American New York hardcore band

The Six and Violence was an American musical group in the genre of New York hardcore. Established in Queens, New York, United States, in 1985, the band appeared at the seminal club CBGBs and other punk and heavy metal related venues in the New York area between 1985 and 2005. The band released 2 full-length albums and a series of demos, singles, and EPs throughout their career. The Six and Violence is also featured on hardcore and punk compilations from the 1980s and 1990s.

The band consisted of 6 members with line-up changes over 20 years. The most consistent line-up consisted of Kurt Stenzel on vocals, Paul Gazzara on vocals (deceased February 9, 2005), Dave Miranda on drums, Ray Amico on guitar, J. Garino (deceased 2011) on bass, and Kenneth Kim (deceased 2020) on cymbals. The live presentation consisted of two vocalists, as well as two percussionists who played drums and cymbals in a standing position. The band appeared twice on the Uncle Floyd Show in 1987.

Guitarist Jim Vafeas and Vocalist Chris Sorgie were among the first members, later replaced by Ray and Paul.

The Six and Violence is notable for being unorthodox within the genre of punk and hardcore, and achieved national college radio play based on comedic elements with songs such as "Golf" and "Planet of the Apes". Six and Violence is also known for musical departures more associated with progressive rock and Jethro Tull frontman Ian Anderson guested on 1990's Lettuce Prey album.

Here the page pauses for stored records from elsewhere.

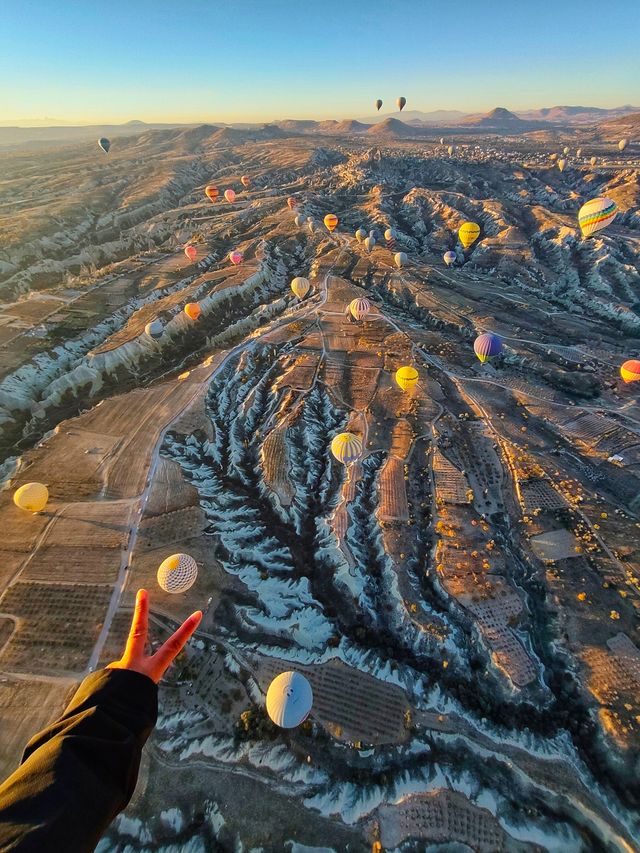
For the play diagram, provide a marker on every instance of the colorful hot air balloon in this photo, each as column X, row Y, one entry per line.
column 596, row 214
column 31, row 497
column 331, row 222
column 300, row 286
column 177, row 573
column 487, row 346
column 359, row 308
column 468, row 233
column 289, row 700
column 346, row 447
column 154, row 329
column 193, row 310
column 630, row 370
column 407, row 377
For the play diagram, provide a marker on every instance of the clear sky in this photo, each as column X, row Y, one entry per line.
column 231, row 60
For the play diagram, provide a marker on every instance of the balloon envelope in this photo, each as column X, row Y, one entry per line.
column 597, row 213
column 346, row 447
column 31, row 497
column 177, row 573
column 289, row 700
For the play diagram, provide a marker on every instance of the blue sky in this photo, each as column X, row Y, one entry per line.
column 207, row 60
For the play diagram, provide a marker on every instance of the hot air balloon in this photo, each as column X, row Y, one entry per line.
column 359, row 308
column 346, row 447
column 289, row 700
column 331, row 222
column 154, row 329
column 487, row 346
column 596, row 214
column 630, row 371
column 192, row 310
column 407, row 377
column 31, row 497
column 177, row 573
column 468, row 233
column 300, row 286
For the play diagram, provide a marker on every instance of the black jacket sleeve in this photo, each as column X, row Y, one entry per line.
column 77, row 774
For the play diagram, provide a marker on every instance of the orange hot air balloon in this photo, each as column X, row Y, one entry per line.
column 192, row 310
column 331, row 222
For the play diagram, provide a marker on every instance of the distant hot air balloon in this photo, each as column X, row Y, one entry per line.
column 31, row 497
column 300, row 286
column 407, row 377
column 596, row 214
column 289, row 700
column 468, row 233
column 346, row 447
column 487, row 346
column 177, row 573
column 359, row 308
column 192, row 310
column 154, row 329
column 331, row 222
column 630, row 371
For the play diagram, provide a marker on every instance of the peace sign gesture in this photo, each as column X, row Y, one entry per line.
column 155, row 665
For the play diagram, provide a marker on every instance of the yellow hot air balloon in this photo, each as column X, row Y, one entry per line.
column 300, row 286
column 407, row 377
column 346, row 447
column 331, row 222
column 468, row 233
column 31, row 497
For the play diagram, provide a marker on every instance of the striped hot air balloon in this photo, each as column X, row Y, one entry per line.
column 595, row 214
column 630, row 370
column 487, row 346
column 346, row 447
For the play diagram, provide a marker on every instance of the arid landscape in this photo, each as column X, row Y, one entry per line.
column 463, row 599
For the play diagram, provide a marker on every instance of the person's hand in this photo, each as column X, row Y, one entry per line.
column 155, row 665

Lyrical content varied from the silly "Hamburger Hairdo" to the philosophical, "All my Best Friends are Turning into their Dads" as well as the controversial “I’m Gonna Kick God’s Ass” and “Death to Guidos”.

The band continues to get seasonal radio play with their Christmas single “Xmas Pigs”, an anti-consumerist spin on the Black Sabbath classic "War Pigs". Their 1991 anti-Gulf War single “Armageddon Outta Here” found relevance with the second U.S. war in Iraq.

The Six and Violence is also notable for their use of props and costumes on stage, including men in gorilla suits, women dressed as nuns, and the demolition of television sets and drums with chainsaws. The band was also known for throwing golf balls, hamburgers and bananas at the audience, and often engaged in dangerous stage antics.

==Recordings==
The full-length records are Lettuce Prey (Fist Records 1990) and Petty Staycheck (Striving For Togetherness Records 1995). Fist records is notable as having released the first Warzone record, and Striving For Togetherness pioneered a resurgence in New York hardcore with releases by Vision of Disorder, Shutdown, and 25 ta Life.

In 2005, The Six and Violence was featured on the soundtrack to the Eidos video game "Backyard Wrestling Vol. 2” as well as a number of independent films. Despite only two full-length recordings, the band retains a loyal cult following in the U.S. and abroad.

In October 2007, Dignified Bastard Records released a two disc retrospective of the band's career, containing both "Lettuce Prey" and Petty Staycheck" discs as well as rare and unheard gems.

==Where are they now==
Drummer Dave Miranda has been involved with prog rock trio The Magic Elf. He has also been producer for various independent artists. Guitarist Ray Amico is road manager for many established musical acts including his childhood heroes Devo. Singer/Songwriter Kurt Stenzel fronted or co-fronted musical and performance art projects, Cookin’ With Kurt, Lopsided Space Kart and SpacEKrafT. Kurt Stenzel has also been composing for film. His first feature-length film is Jodorowsky's Dune.